- Born: July 22, 1860 Sierra Leone
- Died: c.1925 Abeokuta, Nigeria
- Other name: The Reverend Jacob Henryson Samuel
- Occupations: Cleric and educator (pre-1902) Government administrator (post-1902)
- Known for: Being the secretary of the Egba United Government

= Adegboyega Edun =

Nigerian leader of the Egba people

Adegboyega Edun (né Jacob Henryson Samuel; July 22, 1860 – c.1925) was an Egba official. He served as the secretary of the Egba United Government, a colonial-era Yoruba political entity.

==Life==
A Saro, Edun was born in Sierra Leone on Sunday, July 22, 1860, to Egba parents. He attended Richmond Theological College, England, and matriculated at the University of London in 1887, where he was placed in the first division. He was a very brilliant scholar, and after graduating he began to function as a pastor and teacher. He was ordained as a minister in the Methodist Church. From 1893 to 1902, he was the principal of the Wesleyan Boy’s High School, Lagos. His public service at this time earned him the appreciation of the Governor of Lagos Colony, Sir William Macgregor.

On April 24, 1902, Edun relinquished the church ministry because he was offered the position as the Secretary of the Egba United Government (or E.U.G.). Edun succeeded William Alfred Allen, the first Secretary of the Egba United Government appointed by Governor Henry Mccallum in January 1898. Edun gave up his English name (Jacob Henryson Samuel) in 1904 and assumed the ancestral name of Adegboyega Edun.

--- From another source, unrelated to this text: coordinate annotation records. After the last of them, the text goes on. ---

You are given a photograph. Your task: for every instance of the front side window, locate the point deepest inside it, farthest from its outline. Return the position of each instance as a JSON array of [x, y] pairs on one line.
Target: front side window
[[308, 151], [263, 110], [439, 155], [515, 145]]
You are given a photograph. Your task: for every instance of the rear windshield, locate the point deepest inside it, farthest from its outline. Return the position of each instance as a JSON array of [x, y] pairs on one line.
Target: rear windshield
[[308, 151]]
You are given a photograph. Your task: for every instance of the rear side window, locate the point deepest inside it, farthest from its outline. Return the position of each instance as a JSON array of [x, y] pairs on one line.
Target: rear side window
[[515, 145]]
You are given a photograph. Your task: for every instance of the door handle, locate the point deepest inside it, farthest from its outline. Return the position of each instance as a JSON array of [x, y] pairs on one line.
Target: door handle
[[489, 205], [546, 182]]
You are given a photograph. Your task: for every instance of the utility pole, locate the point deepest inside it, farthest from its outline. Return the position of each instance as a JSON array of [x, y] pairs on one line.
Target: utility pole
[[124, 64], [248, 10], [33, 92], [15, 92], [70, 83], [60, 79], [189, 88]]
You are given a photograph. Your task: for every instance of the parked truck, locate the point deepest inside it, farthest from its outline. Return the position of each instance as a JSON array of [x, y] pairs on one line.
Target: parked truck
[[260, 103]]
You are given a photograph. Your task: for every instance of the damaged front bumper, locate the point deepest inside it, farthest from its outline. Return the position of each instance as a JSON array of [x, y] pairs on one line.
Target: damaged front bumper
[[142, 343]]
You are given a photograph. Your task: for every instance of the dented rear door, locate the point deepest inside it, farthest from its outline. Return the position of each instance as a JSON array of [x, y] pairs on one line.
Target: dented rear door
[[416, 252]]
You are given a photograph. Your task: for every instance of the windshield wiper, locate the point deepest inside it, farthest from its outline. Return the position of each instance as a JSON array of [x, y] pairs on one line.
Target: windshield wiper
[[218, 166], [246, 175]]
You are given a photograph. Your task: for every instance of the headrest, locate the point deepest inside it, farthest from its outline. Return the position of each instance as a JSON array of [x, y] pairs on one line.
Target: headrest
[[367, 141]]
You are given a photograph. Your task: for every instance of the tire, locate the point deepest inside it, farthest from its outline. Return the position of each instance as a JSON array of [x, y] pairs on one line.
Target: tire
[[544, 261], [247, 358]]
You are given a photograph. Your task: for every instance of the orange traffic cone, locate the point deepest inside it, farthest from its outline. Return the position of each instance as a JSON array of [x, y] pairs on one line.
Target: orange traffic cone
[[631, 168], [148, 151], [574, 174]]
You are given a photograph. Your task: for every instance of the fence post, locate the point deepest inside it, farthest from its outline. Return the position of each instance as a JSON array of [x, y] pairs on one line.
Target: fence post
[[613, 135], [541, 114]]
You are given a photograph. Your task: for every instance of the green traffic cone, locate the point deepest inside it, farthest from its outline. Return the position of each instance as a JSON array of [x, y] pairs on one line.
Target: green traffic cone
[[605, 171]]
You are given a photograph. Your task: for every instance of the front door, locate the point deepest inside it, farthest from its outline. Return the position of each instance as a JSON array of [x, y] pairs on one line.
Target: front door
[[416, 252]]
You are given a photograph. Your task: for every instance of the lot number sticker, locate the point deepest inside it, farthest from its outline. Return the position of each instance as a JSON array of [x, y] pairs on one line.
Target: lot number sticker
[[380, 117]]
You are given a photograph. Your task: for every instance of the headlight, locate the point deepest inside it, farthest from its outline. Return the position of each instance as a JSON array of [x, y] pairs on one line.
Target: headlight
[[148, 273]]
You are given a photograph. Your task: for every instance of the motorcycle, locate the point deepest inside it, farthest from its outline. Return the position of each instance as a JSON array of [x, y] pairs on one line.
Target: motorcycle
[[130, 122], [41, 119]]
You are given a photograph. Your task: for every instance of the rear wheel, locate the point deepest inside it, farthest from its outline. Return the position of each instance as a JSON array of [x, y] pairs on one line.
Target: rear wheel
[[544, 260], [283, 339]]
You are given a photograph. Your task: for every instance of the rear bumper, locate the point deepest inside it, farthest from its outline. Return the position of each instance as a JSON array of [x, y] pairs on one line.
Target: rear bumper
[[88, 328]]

The E.U.G. was formed as a result of the decision of Sir Henry Mccallum in 1897, who was Lagos Colony Governor from 1897 to 1899. Governor Mccallum was succeeded by Governor Macgregor, who governed Lagos from 1899 to 1902. The new governor made the Egba to reorganise what was then called the “National Council”. This was emblematic of the rise of an educated elite in Egbaland, one that Edun belonged to. Some of Edun's contemporaries were C. B. Moore (Treasurer), J. Martin, and the Rev. D. O. Williams (Prime Minister from 1898 to 1911). With the rise of the E.U.G., the Ogboni lost its political significance. The E.U.G. was now saddled with the responsibility of advising the Alake of Egbaland in the discharge of his duties.

In May 1904, Edun accompanied the Alake, Oba Gbadebo, to England on a visit to King Edward VII. This was the first state visit by any Yoruba monarch to England. In 1913, Edun led a delegation of Southern Nigerians to England on matters relating to native land tenure. It was ultimately proven in 1921 that there were good grounds for the protest by the people who were against State ownership of native lands. Edun facilitated a good relationship between the white merchants and the Egba people, and he was pivotal to the modernization of administration and civilization in the land.

His tenure in office was not without controversy, as the death of Chief Ponlade of Ijemo while in the custody of his government led to calls - mostly from the Ijemos - for Edun to step down. The resulting civil unrest led to Abeokuta's absorption into the Colony and Protectorate of Nigeria shortly thereafter.

Edun weathered these storms relatively unscathed. He left government after the accession and spent his final years in quiet retirement.

He died about 1925.

==Achievements==
The following achievements occurred during his tenure as Secretary of the E.U.G.:

1902: Establishment of European factories in the Ibara area of Abeokuta.

1903: Opening of Sokori Bridge, the first of its kind.

1904: Publication of the first issue of the E.U.G. Gazette in February.

1904: Establishment of the Egba Government Police Force.

1908: Establishment of Abeokuta Grammar School.

1908: Establishment of an E.U.G. hospital.

1914: Opening of the Abeokuta Water Works, which led to the eradication of guinea-worm and other water-borne diseases in the land, to the benefit of all.

On October 6, 1913, he was honoured by his people for his long service to the E.U.G. when he was presented with a Double Albert Gold Chain of rare original design and beauty, and of native workmanship, the pendant of which was a model of a human hand holding a pen in the act of writing; the whole thing being mounted in a flat ring, around which was inscribed the following: "Souvenir. A. Edun, Govt. Sec., E.U.G., 1912."

==Descendants==

A notable contemporary descendant is Chief Wale Edun, the former minister of finance and coordinating minister for the economy in the Tinubu Administration.

Another notable descendant is the entertainer and TV host Denrele Edun.